Inspector rejects 70 Wiltshire homes after change in five year housing supply position


A planning inspector has dismissed an appeal that would have allowed the construction of 70 homes outside the existing settlement boundary of a Wiltshire village, after accepting that the local planning authority was able to demonstrate a five year supply of housing land.

Planning expert Jo Miles of Pinsent Masons, the law firm behind Out-Law.com, said "the decision demonstrates the importance to local authorities of ensuring that they have a local plan in place that is backed up by robust evidence of housing land supply."

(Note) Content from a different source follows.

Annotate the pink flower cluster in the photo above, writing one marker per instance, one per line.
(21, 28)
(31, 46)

Developer Beechcroft Land Ltd had applied to Wiltshire Council in December 2013 for outline planning permission to build up to 70 homes on two fields at the edge of the built up area of the village of Cricklade. The Council refused permission in May 2014 and Beechcroft appealed.

Following a hearing in December, planning inspector Stephen Brown issued his decision letter (9-page / 184 KB PDF) on 15 April. The inspector disagreed with Beechcroft's claim that the Council was unable to demonstrate a five year supply of housing land, as had been found in a 2014 appeal (48-page / 371 KB PDF). Brown said the latest evidence produced by the Council showed the position on housing land supply had changed since the previous appeal. He noted that the Wiltshire Core Strategy had been found sound in December 2014 and adopted in January and that the examining inspector had been satisfied that a five year supply of deliverable sites had been demonstrated.

The inspector considered that the development proposal "would not be justified in the light of the WCS". He noted that sites for 113 new homes needed to be found by 2026 in nine settlements in the community area that included Cricklade and that the WCS anticipated this housing development would be "in the form of small sites of less than 10 dwellings". He said that allowing 70 homes on one site in Cricklade would "skew provision away from other settlements" and, considering the proximity of Cricklade to Swindon, would run counter the stated aim in the WCS of reducing out-commuting.

Brown also considered that building on fields ran counter to the principle in the National Planning Policy Framework that the re-use of previously developed land should be encouraged, given that there were "opportunities in Cricklade for housing on previously developed land". He said allowing such a large development on greenfield land would "prejudice the process of establishing a new settlement boundary for Cricklade ... and particularly the opportunity for the community to review the boundary by means of the [emerging] neighbourhood plan".

Turning to the sustainability of the proposal, Brown considered that, whilst Cricklade was a suitable location for "modest levels of development", the proposed development "would not be well integrated with the town as a whole", would be "likely to prejudice opportunities for brownfield development of brownfield land" and would "fail to protect the countryside around Cricklade".

Miles said, "this decision highlights how councils can strengthen their case at appeal by progressing and adopting an up to date local plan backed up by robust evidence of housing land supply. In light of the appeal backlog for which the planning inspectorate has recently apologised, developers may increasingly find themselves in a position where the planning policy justification for their proposals diminishes between the time that they submit their application and the date on which a determination is made."